I'm happy to report we had a great show this year and I had a really fun time. It's been a few years since I was last able to attend Origins, and the show has definitely grown! I used to manage a store in nearby Ann Arbor, MI, so I've been an attendee off and on for over 20 years. Nearly a decade ago a couple of friends and I facilitated the very first Indie Games on Demand sessions, with just 4 tables in a corner of the Shadowrun room. The growth of that project into an Origins institution is the industry milestone I am most proud of. Thanks to the schedule we set up back in the day, I was able to run some games after the hall closed, which I'll talk more about later.
One the sales floor, business was brisk, with a nice mix of enthusiastic return customers (“I always try to find you guys first!”, “Well, that's my entire game budget spent in one booth.”) and curious newcomers (“These are all ROLE-PLAYING GAMES? Oh... my.”).
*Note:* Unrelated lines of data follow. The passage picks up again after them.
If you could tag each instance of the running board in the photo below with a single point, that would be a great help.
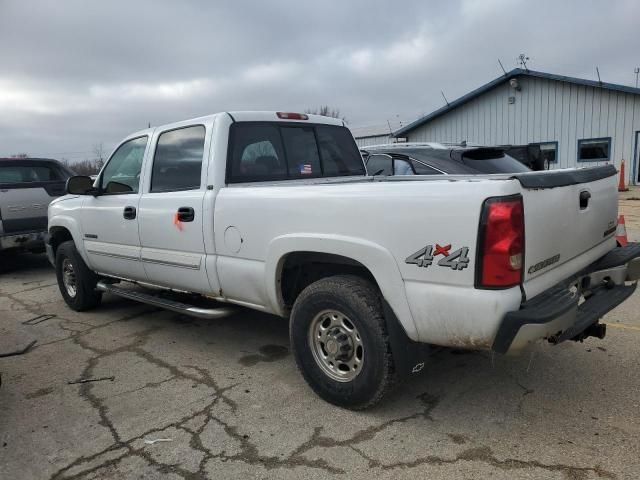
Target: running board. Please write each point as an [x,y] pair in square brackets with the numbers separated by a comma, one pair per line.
[165,303]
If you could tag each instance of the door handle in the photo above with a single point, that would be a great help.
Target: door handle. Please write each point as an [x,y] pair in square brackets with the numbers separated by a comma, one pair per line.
[584,199]
[186,214]
[129,213]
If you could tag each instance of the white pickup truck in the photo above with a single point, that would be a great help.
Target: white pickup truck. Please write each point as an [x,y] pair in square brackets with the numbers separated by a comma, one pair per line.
[274,211]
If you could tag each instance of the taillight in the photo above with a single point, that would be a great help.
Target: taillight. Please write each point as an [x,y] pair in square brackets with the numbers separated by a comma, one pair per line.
[501,243]
[292,116]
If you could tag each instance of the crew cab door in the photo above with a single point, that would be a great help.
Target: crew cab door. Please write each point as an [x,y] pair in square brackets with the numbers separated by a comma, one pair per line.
[110,219]
[171,209]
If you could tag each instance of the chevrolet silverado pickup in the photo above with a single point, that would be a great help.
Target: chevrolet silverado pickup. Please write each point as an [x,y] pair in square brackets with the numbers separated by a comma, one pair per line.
[274,211]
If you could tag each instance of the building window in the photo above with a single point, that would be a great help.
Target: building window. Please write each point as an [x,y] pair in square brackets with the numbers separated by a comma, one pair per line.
[548,153]
[594,150]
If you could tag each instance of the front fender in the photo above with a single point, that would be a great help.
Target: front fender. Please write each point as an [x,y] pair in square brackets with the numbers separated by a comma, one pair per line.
[374,257]
[73,226]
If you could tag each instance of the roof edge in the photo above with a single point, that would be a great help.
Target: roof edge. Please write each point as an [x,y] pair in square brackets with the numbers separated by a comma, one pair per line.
[504,78]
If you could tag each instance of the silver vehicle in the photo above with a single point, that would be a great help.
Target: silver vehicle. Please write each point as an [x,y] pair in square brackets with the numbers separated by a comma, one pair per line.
[27,186]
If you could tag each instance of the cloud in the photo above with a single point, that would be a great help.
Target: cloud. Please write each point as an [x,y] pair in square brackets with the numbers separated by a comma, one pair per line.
[77,73]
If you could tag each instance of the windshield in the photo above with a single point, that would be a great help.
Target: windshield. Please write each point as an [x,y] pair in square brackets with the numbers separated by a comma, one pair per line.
[492,162]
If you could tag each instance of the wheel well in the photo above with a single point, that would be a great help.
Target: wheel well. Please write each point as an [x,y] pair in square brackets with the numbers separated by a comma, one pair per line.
[300,269]
[58,235]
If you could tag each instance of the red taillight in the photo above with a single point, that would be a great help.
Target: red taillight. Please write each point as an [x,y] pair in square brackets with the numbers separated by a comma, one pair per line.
[501,243]
[292,116]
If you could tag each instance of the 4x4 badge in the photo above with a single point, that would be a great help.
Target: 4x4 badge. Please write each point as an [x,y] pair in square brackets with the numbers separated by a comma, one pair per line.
[457,260]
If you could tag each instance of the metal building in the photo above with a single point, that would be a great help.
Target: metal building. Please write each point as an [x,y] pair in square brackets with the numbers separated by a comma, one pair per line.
[576,122]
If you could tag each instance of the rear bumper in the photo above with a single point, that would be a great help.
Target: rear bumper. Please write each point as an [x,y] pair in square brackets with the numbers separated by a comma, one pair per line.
[28,241]
[558,313]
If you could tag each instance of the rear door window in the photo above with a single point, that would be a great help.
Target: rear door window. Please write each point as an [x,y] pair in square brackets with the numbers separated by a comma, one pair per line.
[177,163]
[29,174]
[380,165]
[261,151]
[122,172]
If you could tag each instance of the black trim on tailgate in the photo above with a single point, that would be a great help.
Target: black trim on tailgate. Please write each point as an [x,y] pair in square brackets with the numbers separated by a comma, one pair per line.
[550,179]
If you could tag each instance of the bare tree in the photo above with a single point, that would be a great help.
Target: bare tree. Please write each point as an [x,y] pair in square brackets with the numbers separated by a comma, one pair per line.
[326,111]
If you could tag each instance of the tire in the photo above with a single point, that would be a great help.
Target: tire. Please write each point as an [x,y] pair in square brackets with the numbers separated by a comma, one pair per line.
[69,262]
[363,369]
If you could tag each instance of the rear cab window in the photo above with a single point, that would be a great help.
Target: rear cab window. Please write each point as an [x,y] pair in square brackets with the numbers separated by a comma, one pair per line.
[269,151]
[177,163]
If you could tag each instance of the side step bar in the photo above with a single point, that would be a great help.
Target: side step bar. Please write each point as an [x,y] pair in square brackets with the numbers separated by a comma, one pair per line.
[157,301]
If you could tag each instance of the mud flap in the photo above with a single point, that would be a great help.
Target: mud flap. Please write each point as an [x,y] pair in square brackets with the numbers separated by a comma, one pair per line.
[409,357]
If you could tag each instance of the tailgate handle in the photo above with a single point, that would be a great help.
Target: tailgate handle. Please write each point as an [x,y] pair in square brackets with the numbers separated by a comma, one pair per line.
[584,199]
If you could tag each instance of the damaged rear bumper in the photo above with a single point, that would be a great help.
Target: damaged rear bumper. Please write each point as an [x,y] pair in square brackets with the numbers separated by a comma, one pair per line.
[571,309]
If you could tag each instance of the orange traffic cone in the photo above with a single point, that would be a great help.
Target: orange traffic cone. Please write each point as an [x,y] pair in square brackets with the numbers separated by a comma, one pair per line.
[621,232]
[621,186]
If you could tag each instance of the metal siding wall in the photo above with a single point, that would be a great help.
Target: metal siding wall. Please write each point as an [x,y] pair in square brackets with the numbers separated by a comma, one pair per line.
[544,111]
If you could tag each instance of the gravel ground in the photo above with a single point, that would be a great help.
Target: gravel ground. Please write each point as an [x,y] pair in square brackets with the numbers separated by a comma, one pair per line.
[227,395]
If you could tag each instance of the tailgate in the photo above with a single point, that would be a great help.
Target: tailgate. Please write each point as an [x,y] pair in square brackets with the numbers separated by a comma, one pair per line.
[570,221]
[23,207]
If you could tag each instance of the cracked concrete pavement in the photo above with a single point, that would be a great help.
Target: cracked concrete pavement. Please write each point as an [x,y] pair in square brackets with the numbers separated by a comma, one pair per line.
[228,395]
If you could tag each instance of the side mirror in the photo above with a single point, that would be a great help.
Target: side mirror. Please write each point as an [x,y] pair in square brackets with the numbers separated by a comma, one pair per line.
[79,185]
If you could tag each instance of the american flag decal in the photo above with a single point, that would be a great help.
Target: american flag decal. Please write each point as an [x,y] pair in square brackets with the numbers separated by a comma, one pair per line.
[305,169]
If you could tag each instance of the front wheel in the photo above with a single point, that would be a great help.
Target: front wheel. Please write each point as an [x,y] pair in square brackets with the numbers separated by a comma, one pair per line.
[340,343]
[76,282]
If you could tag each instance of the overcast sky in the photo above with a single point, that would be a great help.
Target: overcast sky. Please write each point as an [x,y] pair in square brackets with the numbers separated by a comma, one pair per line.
[77,73]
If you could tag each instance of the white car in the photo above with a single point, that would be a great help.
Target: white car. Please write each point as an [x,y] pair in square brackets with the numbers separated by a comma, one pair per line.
[274,211]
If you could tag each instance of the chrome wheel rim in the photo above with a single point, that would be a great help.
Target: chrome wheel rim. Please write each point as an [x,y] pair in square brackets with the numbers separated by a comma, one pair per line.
[69,278]
[336,345]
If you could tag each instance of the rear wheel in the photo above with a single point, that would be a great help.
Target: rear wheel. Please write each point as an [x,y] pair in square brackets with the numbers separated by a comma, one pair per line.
[76,282]
[340,343]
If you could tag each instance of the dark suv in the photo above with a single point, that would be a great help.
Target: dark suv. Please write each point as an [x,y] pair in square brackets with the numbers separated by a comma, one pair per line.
[27,185]
[438,158]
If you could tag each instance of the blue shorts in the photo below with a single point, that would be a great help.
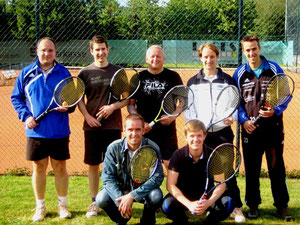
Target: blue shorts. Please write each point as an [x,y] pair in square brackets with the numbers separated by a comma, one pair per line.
[40,148]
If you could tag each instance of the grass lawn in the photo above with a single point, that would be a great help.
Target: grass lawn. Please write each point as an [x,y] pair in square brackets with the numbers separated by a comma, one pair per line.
[17,203]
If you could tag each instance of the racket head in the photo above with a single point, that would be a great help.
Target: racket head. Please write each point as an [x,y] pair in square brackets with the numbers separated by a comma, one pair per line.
[223,163]
[177,100]
[226,104]
[143,164]
[279,89]
[69,92]
[124,83]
We were rarely without anything to do.
Our runaway best-seller was definitely For the Queen, a brand new card-driven free-form story game designed by Alex Roberts and illustrated by a host of talented artists. We blew through it by mid-day Saturday, thanks to strong demo support form the crew at Evil Hat (the publisher) who had tables running constantly just next door. I am going to sell a TON of these at future shows, and I expect it'll be a monster hit for Alex and the Evil Hat folks. Experience with this just confirms that my normal practice of having open demo copies of any card-based games is a powerful sales tool.
Honorable mention must go to Improv for Games. It's been out for a few months, but demo support from author Karen Twelves helped people really get a handle on what the book was about (improv theater games modified to play at a table before a gaming session to get everyone ready to play). That hands-on experience converted many skeptical gamers into owners of the book. Seeing that has me thinking that maybe I should have one or two of these exercises ready to run by people in my booth by way of demonstrating the techniques.
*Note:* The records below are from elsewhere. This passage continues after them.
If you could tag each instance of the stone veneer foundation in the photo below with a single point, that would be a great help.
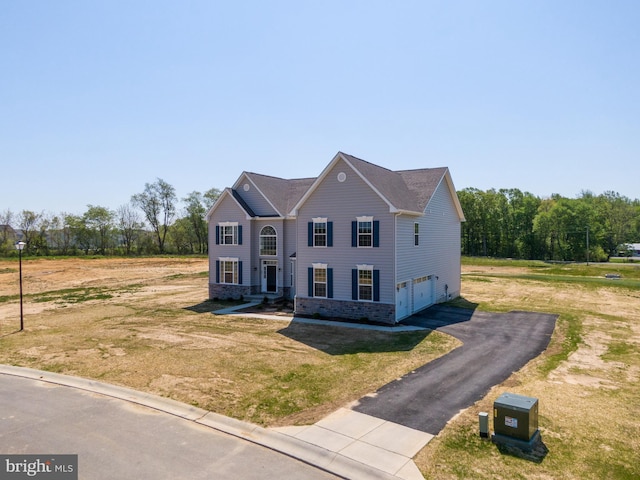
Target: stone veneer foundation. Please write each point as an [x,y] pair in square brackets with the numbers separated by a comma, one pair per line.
[327,308]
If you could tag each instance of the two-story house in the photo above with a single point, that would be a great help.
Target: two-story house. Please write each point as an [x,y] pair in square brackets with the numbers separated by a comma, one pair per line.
[358,242]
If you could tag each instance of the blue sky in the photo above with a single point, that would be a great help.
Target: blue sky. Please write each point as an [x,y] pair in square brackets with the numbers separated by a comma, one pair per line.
[98,98]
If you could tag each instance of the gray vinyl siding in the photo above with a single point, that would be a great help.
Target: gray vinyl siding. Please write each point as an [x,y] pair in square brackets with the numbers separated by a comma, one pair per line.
[341,203]
[229,211]
[412,260]
[255,199]
[442,238]
[290,246]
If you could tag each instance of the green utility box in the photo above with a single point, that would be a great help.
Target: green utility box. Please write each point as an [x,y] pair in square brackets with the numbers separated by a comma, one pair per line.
[515,416]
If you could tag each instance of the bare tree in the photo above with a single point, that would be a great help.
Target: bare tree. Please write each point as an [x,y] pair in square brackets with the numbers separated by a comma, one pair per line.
[157,202]
[129,225]
[29,223]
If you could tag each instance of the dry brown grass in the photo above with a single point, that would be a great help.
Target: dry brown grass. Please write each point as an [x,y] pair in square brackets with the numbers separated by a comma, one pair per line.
[589,407]
[144,324]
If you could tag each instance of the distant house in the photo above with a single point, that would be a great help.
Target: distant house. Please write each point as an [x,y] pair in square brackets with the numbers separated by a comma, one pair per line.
[8,233]
[357,242]
[630,249]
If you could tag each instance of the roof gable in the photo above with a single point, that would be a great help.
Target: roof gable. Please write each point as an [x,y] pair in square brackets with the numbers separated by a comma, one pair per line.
[228,193]
[407,191]
[404,191]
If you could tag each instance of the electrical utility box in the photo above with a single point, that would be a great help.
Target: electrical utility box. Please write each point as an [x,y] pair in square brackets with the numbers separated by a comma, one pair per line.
[515,416]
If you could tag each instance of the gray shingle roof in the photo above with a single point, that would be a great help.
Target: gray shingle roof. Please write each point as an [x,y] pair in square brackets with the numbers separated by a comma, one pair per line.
[282,193]
[405,190]
[408,190]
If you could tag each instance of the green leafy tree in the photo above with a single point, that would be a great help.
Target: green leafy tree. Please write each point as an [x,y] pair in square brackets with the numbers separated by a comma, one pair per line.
[158,203]
[98,222]
[129,226]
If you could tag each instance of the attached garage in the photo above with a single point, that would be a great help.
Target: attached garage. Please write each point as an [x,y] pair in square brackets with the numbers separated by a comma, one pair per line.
[403,300]
[414,296]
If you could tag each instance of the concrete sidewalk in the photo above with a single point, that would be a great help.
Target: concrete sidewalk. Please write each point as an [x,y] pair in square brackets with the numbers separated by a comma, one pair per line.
[346,443]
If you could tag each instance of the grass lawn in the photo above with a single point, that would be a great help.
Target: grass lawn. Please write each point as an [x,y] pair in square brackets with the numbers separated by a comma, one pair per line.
[587,381]
[145,324]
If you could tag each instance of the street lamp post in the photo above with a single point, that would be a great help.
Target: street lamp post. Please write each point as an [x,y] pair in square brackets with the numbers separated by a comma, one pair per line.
[20,247]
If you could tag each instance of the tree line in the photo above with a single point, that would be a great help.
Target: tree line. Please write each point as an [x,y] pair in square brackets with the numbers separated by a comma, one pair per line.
[151,223]
[508,223]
At Indie Games on Demand, I managed to facilitate 3 games: 2 of Trophy, a dark fantasy horror game for which I wrote an adventure module (called in incursion), and 1 of The Skeletons, Jason Morningstar's 1-shot freeform game of skeletons cursed to guard a tomb from ever-more-persistent waves of grave robbers who will eventually defeat them. I was lucky enough to join in a playtest of the game when Jason was developing it, and I've loved it ever since. It's consistent best-seller at IPR for good reason. Finally, the IPR folks let me play hooky form the booth one morning so I could actually sit in as player on a game of Shadow of the Century, a FATE-based game of VHS-style 80s action adventure. I got to be Jet Black, one of the Centurions, heroes whose adventures span an entire century, for good or ill. We made a tank fly using a jet pack, and hacked a mainframe. It was pretty epic.
The food at Origins is consistently excellent: that are of Columbus has been the subject of an aggressive effort to revitalize the downtown, and its paid off in a wide variety of choices, including excellent vegetarian options for me and my other industry friends who pursue diets of conscience.
So all in all, a wonderfully successful show for IPR, I had a great time, and if you're not attending Origins, you're really missing out on an underrated gem of the tabletop hobby. In just six short weeks, it's GenCon! Which is intense, and we'll sell a huge pile of games, but it's not always exactly fun. I'll report back on how they manage this year in just a few weeks.